L'action Vicat lâche 5,72 % en séance, au plus bas depuis plusieurs semaines
Le cimentier subit ce jeudi un net repli, dans un marché parisien plombé par les tensions géopolitiques au Moyen-Orient. Le titre abandonne 5,72 % à 61,00 €, sa plus forte baisse en une seule séance depuis plusieurs semaines, alors que le CAC 40 recule de 1,25 % en séance.

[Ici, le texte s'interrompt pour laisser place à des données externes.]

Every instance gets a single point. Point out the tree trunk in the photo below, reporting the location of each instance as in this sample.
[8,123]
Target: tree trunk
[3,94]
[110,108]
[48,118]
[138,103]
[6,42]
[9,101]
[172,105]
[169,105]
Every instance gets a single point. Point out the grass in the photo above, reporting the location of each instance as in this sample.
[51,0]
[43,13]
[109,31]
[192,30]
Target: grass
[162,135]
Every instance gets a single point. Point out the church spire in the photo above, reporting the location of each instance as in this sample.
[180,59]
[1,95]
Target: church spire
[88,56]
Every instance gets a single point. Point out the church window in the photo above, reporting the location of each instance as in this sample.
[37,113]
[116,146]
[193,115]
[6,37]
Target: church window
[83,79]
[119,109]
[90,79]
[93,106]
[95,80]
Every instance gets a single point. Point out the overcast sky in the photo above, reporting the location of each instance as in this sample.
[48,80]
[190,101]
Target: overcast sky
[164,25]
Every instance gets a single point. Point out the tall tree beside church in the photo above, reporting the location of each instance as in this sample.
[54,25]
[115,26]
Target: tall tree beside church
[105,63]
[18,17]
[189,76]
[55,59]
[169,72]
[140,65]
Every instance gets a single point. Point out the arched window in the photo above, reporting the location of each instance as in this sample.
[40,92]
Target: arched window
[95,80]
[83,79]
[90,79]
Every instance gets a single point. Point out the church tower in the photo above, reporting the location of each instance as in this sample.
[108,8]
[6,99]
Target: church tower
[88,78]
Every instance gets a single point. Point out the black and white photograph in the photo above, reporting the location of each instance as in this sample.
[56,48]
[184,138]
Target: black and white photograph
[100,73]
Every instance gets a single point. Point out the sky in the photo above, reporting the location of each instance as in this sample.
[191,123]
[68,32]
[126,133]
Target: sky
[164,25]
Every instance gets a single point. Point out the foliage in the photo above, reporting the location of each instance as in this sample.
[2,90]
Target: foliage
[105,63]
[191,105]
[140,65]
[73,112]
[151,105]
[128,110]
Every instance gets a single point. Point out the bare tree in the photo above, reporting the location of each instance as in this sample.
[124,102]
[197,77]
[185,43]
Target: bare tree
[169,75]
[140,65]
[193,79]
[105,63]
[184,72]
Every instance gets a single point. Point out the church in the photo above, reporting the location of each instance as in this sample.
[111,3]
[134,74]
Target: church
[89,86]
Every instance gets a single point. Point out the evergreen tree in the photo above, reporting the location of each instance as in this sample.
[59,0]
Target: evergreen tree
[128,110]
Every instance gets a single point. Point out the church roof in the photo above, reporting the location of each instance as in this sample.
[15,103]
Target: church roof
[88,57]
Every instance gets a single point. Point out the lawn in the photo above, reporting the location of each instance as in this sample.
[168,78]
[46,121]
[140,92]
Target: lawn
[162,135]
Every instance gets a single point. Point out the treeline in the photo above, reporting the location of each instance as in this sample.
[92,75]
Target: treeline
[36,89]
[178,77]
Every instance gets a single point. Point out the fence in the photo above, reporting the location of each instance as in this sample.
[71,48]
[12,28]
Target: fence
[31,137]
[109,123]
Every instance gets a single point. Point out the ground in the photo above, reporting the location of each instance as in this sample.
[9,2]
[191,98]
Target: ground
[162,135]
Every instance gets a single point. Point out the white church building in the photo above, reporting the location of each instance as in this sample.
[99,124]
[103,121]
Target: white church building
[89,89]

Une correction qui rapproche Vicat de son support technique
L'action Vicat s'échange à 61,00 €, un niveau qui la rapproche dangereusement de son seuil de support situé à 59,90 €. Ce repli porte la contre-performance à près de 20 % sur trois mois, effaçant une partie significative du rebond de 20 % enregistré sur un an. Le titre évolue désormais nettement sous sa moyenne mobile à 50 jours (70,38 €) et sous celle à 200 jours (65,94 €), deux signaux qui témoignent d'une tendance baissière installée à court et moyen terme. Le RSI, à 49, se situe en zone neutre, ce qui laisse entrevoir la possibilité d'un repli supplémentaire vers le support sans que le titre ne soit encore considéré comme survendu.
Le SBF 120, auquel Vicat appartient, cède 1,26 % en séance, mais la chute du cimentier dépasse largement celle de l'indice. D'autres valeurs industrielles cotées à Paris souffrent également ce jeudi : Schneider Electric recule de 4,33 % et Airbus de 2,79 %, illustrant la pression généralisée qui s'exerce sur le compartiment industriel.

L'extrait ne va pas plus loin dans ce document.